A test-bed for developing, demonstrating and prototyping vehicular systems

Advancements within the study of vehicular systems are critical to, among other things, the progress toward driverless navigating capabilities, improved safety, reduction of energy consumption, and minimization of CO2 omission. Current limitations facing vehicular systems do not allow operation on public roads, as the risk of causing severe damage cannot be excluded with sufficient certainty. High costs associated with testing of full-scale vehicular systems also keep a broad range of universities, public research and engineering institutes out of the development and prototyping. The Gulliver project studies vehicular systems of low cost miniature vehicles that use wireless communication on a larger scale open source test-bed.

Renaissance:

A Self-Stabilizing Distributed SDN Control Plane.

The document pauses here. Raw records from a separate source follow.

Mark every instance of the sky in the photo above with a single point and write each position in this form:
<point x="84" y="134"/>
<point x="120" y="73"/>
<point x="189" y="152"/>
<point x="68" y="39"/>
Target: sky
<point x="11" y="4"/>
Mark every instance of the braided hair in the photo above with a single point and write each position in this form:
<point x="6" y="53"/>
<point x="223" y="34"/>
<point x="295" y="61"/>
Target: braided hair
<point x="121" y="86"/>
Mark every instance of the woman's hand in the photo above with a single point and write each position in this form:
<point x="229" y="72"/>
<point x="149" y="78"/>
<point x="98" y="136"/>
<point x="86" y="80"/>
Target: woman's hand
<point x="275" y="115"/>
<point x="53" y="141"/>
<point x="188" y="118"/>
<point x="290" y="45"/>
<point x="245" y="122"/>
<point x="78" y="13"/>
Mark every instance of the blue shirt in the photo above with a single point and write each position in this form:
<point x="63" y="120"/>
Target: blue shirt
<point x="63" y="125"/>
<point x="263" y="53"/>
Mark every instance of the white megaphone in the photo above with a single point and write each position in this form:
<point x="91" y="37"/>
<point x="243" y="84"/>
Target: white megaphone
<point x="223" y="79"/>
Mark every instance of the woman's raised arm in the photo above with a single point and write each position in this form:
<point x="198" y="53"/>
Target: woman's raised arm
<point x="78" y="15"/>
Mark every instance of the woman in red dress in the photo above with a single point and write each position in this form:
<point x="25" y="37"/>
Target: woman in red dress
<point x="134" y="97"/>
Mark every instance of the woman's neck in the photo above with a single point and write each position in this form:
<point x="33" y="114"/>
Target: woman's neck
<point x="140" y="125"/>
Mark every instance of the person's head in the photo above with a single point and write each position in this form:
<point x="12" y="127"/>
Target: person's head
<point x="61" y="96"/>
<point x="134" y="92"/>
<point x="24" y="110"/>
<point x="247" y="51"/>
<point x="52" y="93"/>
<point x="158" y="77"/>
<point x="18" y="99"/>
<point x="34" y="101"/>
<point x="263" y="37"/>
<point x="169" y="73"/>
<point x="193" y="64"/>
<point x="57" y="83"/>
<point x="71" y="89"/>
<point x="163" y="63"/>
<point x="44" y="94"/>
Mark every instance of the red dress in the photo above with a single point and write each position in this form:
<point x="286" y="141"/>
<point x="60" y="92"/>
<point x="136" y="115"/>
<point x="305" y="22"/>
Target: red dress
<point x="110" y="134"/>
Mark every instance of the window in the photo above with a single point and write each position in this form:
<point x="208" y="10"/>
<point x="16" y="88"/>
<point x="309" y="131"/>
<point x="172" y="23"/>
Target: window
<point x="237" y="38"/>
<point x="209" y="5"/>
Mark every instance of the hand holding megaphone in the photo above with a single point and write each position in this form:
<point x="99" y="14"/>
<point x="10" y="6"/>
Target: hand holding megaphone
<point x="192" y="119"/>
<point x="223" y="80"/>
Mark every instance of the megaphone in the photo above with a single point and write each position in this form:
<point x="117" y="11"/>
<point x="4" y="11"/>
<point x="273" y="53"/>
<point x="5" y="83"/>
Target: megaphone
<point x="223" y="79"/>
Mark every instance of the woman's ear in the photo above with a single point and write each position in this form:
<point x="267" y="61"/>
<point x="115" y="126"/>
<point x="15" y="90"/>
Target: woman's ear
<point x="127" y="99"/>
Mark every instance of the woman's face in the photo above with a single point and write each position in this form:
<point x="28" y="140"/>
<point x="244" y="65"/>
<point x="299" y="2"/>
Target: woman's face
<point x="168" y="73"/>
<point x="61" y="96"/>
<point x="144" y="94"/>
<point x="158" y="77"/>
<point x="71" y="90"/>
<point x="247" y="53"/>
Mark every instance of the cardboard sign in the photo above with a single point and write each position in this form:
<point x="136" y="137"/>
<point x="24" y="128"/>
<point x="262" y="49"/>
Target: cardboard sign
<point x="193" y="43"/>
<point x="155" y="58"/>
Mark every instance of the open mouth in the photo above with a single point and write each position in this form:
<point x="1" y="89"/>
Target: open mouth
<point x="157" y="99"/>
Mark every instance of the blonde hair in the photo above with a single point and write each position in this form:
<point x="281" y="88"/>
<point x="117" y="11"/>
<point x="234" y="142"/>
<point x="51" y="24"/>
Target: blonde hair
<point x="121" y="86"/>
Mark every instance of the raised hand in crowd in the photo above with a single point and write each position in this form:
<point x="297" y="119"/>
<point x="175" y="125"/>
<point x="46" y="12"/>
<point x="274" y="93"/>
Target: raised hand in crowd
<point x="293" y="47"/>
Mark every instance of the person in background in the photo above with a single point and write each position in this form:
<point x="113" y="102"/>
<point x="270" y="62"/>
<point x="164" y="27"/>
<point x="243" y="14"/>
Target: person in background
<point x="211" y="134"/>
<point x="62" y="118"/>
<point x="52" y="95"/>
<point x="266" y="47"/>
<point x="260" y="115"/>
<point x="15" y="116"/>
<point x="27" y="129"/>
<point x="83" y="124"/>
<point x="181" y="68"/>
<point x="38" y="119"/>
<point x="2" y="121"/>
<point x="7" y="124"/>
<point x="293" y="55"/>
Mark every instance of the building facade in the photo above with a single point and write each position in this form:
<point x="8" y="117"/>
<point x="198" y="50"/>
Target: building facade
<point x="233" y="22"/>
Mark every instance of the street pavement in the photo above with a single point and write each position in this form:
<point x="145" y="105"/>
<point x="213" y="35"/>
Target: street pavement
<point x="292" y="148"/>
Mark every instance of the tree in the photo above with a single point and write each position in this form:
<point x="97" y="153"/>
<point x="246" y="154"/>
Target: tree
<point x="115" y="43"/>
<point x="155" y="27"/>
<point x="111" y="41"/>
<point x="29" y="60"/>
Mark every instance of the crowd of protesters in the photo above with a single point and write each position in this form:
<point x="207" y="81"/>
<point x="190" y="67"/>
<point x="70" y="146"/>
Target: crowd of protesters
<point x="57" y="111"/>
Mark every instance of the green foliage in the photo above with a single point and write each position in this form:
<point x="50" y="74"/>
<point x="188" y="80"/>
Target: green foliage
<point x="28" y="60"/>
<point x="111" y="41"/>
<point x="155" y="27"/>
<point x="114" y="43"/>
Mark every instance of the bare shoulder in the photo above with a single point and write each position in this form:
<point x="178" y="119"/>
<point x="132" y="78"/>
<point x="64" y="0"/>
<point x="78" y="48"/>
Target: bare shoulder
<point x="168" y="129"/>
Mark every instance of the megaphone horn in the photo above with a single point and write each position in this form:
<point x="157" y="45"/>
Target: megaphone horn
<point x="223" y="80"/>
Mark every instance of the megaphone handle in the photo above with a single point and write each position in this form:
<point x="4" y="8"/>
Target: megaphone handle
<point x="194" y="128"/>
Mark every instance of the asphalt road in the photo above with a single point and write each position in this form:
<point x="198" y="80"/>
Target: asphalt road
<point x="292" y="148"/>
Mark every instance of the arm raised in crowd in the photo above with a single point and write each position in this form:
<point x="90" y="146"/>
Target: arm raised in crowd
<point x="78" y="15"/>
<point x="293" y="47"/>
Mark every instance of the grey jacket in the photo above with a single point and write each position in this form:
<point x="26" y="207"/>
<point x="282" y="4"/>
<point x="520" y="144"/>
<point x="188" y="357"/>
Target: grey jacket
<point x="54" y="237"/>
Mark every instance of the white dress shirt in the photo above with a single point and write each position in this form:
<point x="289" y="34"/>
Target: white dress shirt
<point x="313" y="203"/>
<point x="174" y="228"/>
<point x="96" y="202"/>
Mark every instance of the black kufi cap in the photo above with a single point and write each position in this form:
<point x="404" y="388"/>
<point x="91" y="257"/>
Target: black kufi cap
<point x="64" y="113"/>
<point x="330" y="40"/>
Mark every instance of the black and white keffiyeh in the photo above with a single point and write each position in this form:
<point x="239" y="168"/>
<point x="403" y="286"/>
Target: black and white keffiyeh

By introducing programmability, automated verification, and innovative debugging tools, Software-Defined Networks (SDNs) are poised to meet the increasingly stringent dependability requirements of today’s communication networks. However, the design of fault-tolerant SDNs remains an open challenge. This paper considers the design of dependable SDNs through the lenses of self-stabilization - a very strong notion of fault-tolerance. In particular, we develop algorithms for an in-band and distributed control plane for SDNs, called Renaissance, which tolerate a wide range of (concurrent) controller, link, and communication failures. Our self-stabilizing algorithms ensure that after the occurrence of an arbitrary combination of failures, (i) every non-faulty SDN controller can eventually reach any switch in the network within a bounded communication delay (in the presence of a bounded number of concurrent failures) and (ii) every switch is managed by at least one non-faulty controller. We evaluate Renaissance through a rigorous worst-case analysis as well as a prototype implementation (based on OVS and Floodlight), and we report on our experiments using Mininet.